Well, we need to prove that $\sup \frac{1}{A} = \frac{1}{\alpha}.$ By the definition of $\sup,$ this means that we need to prove two things:

$(1)\quad \frac{1}{\alpha}$ is an upper bound of $\frac{1}{A}.$

$(2)\quad $ If $x < \frac{1}{\alpha},\ $ then $x$ is not an upper bound of $\frac{1}{A}.$

Well, where do we start?

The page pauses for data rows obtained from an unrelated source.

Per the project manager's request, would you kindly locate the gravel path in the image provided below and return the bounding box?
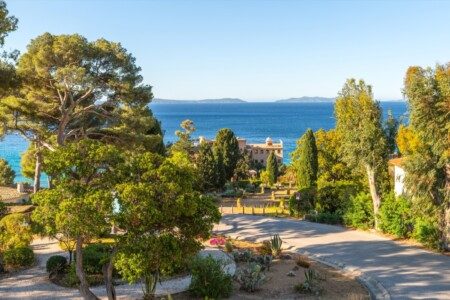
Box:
[215,215,450,299]
[0,238,236,300]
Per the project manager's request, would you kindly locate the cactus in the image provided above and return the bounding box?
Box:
[270,234,283,257]
[236,263,266,292]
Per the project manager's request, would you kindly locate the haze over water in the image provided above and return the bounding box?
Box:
[0,101,407,184]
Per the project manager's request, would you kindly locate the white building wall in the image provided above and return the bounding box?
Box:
[394,166,405,196]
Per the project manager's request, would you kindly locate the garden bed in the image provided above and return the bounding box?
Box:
[167,239,370,300]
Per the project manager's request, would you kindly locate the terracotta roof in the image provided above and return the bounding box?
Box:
[0,186,28,202]
[389,157,403,167]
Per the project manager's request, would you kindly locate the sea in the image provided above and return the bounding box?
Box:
[0,101,408,185]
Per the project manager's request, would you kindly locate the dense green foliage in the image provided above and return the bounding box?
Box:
[343,192,375,229]
[380,193,414,238]
[189,256,233,299]
[335,79,388,225]
[383,110,400,154]
[83,244,111,274]
[0,201,8,219]
[292,129,319,190]
[3,246,34,268]
[0,214,33,251]
[196,143,219,192]
[115,152,220,296]
[400,64,450,249]
[170,120,195,155]
[266,151,278,185]
[45,255,67,274]
[0,158,16,186]
[315,181,360,216]
[214,128,240,186]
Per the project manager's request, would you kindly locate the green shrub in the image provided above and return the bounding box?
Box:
[45,255,67,274]
[294,269,322,294]
[3,247,34,268]
[83,244,111,274]
[344,192,374,229]
[258,241,272,255]
[225,241,234,253]
[289,188,316,216]
[412,217,443,250]
[0,201,8,219]
[315,181,359,215]
[270,234,283,257]
[379,193,414,238]
[62,263,80,287]
[305,212,342,225]
[0,213,33,250]
[189,256,233,299]
[236,262,266,292]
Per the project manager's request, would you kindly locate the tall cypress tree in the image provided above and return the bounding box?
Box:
[266,151,278,185]
[197,143,219,192]
[404,63,450,249]
[334,79,388,227]
[292,129,319,190]
[214,128,240,182]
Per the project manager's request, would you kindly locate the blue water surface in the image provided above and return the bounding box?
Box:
[0,101,407,184]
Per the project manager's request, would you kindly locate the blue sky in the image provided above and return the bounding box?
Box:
[6,0,450,101]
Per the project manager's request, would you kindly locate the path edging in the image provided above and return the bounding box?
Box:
[297,250,391,300]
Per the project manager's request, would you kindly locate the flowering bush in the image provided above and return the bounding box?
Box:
[209,237,226,246]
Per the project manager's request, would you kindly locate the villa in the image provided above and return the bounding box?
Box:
[198,136,283,166]
[389,157,405,197]
[0,183,30,204]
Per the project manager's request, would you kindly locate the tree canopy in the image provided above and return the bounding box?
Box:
[214,128,240,183]
[335,79,388,226]
[115,148,220,295]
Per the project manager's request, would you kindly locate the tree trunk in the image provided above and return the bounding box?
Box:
[33,150,42,193]
[443,163,450,250]
[366,165,381,229]
[75,237,98,300]
[103,248,116,300]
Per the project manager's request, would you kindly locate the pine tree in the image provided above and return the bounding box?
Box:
[266,151,278,185]
[292,129,318,190]
[197,143,219,192]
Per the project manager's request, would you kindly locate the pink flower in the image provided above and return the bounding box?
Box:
[209,237,225,246]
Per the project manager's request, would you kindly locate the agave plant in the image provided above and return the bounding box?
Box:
[270,234,283,257]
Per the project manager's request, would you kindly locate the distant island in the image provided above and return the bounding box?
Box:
[152,96,405,104]
[152,98,247,104]
[275,96,335,103]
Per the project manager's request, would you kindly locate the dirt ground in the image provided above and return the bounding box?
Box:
[169,240,370,300]
[229,259,370,300]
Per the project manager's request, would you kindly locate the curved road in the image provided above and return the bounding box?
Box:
[215,215,450,299]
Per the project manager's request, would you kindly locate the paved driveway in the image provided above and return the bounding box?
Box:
[215,215,450,299]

Well, we already have that $A\subset \mathbb{R}$ such that $\alpha = \inf A>0.$ that is;

(i) $\alpha>0$ is a lower bound of $A,\ $ and

(ii) If $\beta > \alpha,$ then $\beta$ is not a lower bound of $A.$

(i) says that $0<\alpha \leq a\ \forall\ a\in A,\ \implies 0 < \frac{1}{a} \leq \frac{1}{\alpha}\ \forall a\in A,\ $ i.e. $\frac{1}{\alpha}\ $ is an upper bound of the set $ \frac{1}{A}.$ This proves $(1).$

Next, we try to prove $(2).$ So suppose $x < \frac{1}{\alpha}.\ $

We now split into two cases,$\ x \leq 0\ $ and $\ x>0.$

Consider $\ x \leq 0.\ $ Since $\ A\ $ is nonempty and $\ \inf A > 0,\ \exists\ a\in A\ $ such that $a>0.$ Therefore $\ x\ $ is not upper bound of $A,\ $ and so $(2)$ holds if $\ x \leq 0.$

So suppose $\ x>0,\ $ so that we now have $\ 0<x < \frac{1}{\alpha}.\ $ This implies $\ \frac{1}{x} > \alpha (>0),\ $ and so by (ii), $\ \frac{1}{x}\ $ is not a lower bound of $A.$ Therefore $\ \exists\ \mu\in A\ $ such that $\ (0 < ) \alpha \leq \mu < \frac{1}{x}.\ $ Since $\ \mu \in A,\ \frac{1}{\mu} \in \frac{1}{A}.\ $ This together with the fact that $\ \frac{1}{\mu} > x\ $ implies that $\ x\ $ is not an upper bound of $\ \frac{1}{A}.$ This proves $(2)$ and completes the proof.